J’ai délaissé mon blog un peu ces derniers mois. Beaucoup. Ok. Pas mal. Au départ, involontairement. Je manquais tout simplement de temps. Le fameux tourbillon de la vie familiale jumelée au travail et à tout ce qui s’en suit lorsque l’on a des enfants. Puis l’aspect involontaire s’est envolé. J’avais du temps. Mais plus pour bloguer. Pour d’autres choses. J’ai perdu l’intérêt. Plutôt, j’ai eu l’impression de n’être plus une source d’intérêt. Pas par rapport à ce que mes lecteurs pouvaient penser de mes écrits. Plutôt moi envers moi. Je n’avais plus rien d’intéressant à partager. Avec des amies oui. Avec tout le monde. Non. Même train-train quotidien que toutes les femmes ayant des enfants et faisant le choix de retourner travail après deux enfants. Ou trois. Ou quatre. Ou douze tiens.
Puis ma grossesse surprise est arrivée. J’ai pensé que le goût reviendrait. Mais non. Le tourbillon n’a fait que grandir et grandir. Parce qu’en plus de vivre mon train-train quotidien, les rendez-vous chez le doc se sont ajoutés. Puis la fatigue. Celle de travailler jusqu’à 36 semaines. Celle de vivre une troisième grossesse collée. Celle de réaliser que depuis fin 2004, j’ai toujours été enceinte ou en train d’allaiter. Celle du bout du souffle.

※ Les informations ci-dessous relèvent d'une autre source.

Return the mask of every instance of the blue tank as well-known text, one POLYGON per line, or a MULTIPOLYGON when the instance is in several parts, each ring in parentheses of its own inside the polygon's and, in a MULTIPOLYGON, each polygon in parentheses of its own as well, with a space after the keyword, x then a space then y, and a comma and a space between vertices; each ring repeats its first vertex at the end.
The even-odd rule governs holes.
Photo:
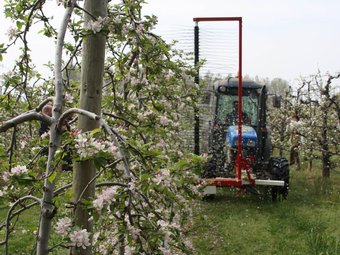
MULTIPOLYGON (((231 148, 237 148, 238 126, 229 126, 227 131, 227 143, 231 148)), ((242 125, 242 146, 255 147, 257 134, 254 128, 242 125)))

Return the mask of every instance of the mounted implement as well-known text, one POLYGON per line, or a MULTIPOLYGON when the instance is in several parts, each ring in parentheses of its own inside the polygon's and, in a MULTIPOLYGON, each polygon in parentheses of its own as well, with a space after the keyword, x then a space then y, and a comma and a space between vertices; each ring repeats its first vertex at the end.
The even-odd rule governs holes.
POLYGON ((209 140, 210 160, 203 176, 208 185, 206 194, 215 194, 216 187, 251 188, 257 192, 256 186, 261 185, 271 186, 273 200, 286 198, 288 161, 271 157, 267 88, 252 81, 242 81, 241 111, 238 111, 238 88, 236 79, 228 79, 215 87, 216 109, 209 140))
MULTIPOLYGON (((286 198, 289 168, 285 158, 271 157, 270 130, 267 127, 267 88, 242 80, 242 18, 194 18, 195 63, 199 61, 199 22, 237 21, 239 24, 238 77, 215 86, 216 107, 210 130, 209 154, 203 179, 205 194, 216 187, 237 187, 258 193, 258 186, 271 188, 273 200, 286 198)), ((198 83, 198 75, 195 79, 198 83)), ((274 97, 278 107, 280 102, 274 97)), ((196 114, 197 116, 197 114, 196 114)), ((195 152, 199 152, 199 119, 195 125, 195 152)))

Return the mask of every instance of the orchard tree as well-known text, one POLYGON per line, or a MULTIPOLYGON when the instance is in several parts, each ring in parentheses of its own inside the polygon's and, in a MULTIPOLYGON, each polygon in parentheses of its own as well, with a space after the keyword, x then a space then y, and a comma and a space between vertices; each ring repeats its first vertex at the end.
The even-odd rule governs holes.
POLYGON ((81 4, 57 1, 57 30, 45 1, 5 1, 16 27, 0 54, 21 53, 2 81, 0 243, 9 254, 16 219, 35 208, 37 254, 190 253, 187 203, 201 158, 183 150, 180 133, 199 98, 195 70, 152 33, 157 19, 141 16, 143 1, 81 4), (53 81, 30 57, 36 24, 57 38, 53 81), (47 132, 37 137, 39 123, 47 132))
POLYGON ((340 100, 335 88, 340 74, 320 73, 303 79, 306 84, 304 96, 300 99, 302 115, 308 122, 303 133, 311 159, 322 161, 322 176, 330 177, 331 169, 339 156, 339 106, 340 100), (313 149, 311 149, 313 148, 313 149), (334 160, 332 160, 334 159, 334 160), (333 162, 332 162, 333 161, 333 162))

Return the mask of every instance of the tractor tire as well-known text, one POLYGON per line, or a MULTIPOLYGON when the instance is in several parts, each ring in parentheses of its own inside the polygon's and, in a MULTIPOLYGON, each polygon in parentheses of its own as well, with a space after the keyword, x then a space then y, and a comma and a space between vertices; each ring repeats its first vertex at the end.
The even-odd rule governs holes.
POLYGON ((285 158, 271 158, 269 171, 273 180, 284 181, 283 187, 272 187, 271 195, 273 201, 287 199, 289 192, 289 163, 285 158))

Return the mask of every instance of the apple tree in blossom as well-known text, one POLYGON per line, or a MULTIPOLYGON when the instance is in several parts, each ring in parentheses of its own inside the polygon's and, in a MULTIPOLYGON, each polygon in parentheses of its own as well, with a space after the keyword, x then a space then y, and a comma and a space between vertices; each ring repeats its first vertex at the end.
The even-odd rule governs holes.
POLYGON ((197 194, 193 172, 202 159, 188 152, 181 131, 199 87, 192 83, 190 58, 152 32, 157 18, 142 17, 142 4, 59 0, 54 8, 64 16, 57 30, 45 15, 46 1, 5 1, 14 26, 9 42, 0 44, 1 59, 12 47, 20 52, 1 81, 5 254, 18 233, 16 220, 27 211, 40 215, 39 227, 29 232, 36 235, 36 254, 192 252, 185 235, 188 203, 197 194), (104 15, 97 4, 104 5, 104 15), (29 38, 35 26, 56 42, 55 62, 47 62, 52 77, 32 62, 29 38), (105 58, 96 59, 103 53, 105 58), (98 79, 91 82, 89 76, 98 79), (87 99, 84 90, 91 91, 87 99), (91 110, 96 95, 100 109, 91 110), (53 107, 51 116, 46 107, 53 107), (79 124, 86 120, 94 123, 91 128, 79 124), (43 124, 48 129, 39 136, 43 124), (78 177, 89 171, 84 166, 94 171, 76 188, 78 177))

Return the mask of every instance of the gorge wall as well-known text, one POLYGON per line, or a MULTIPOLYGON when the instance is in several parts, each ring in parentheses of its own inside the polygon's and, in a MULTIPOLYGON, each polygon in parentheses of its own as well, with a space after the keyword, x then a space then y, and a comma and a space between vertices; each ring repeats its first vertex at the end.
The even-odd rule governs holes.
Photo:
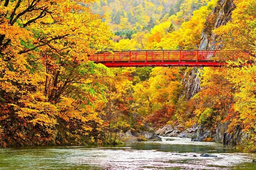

Depuis une semaine, le goût m’est revenu. Mais le will n’y était pas. Pourtant, j’ai un immense besoin d’évacuer ces jours-ci. Mais me connecter à mon compte me semblait une montagne. Puis cette nuit, il y a eu ce rêve. Alors j’ai plongé.
Je suis de retour. Je ne sais pour combien de temps. Ou à quelle fréquence. Mais je serai-là. Tranquille. Discrète. Mais-là.
Le bébé? Vous voulez savoir pour le bébé? Toujours pas arrivé. Il me reste combien de temps? Une semaine. Max. J’espère. Je vous tiens au courant. En échange, ne me harcelez pas de questions par rapport à ce fait. J’en ai bien assez à gérer avec mon entourage. Et mon propre moi.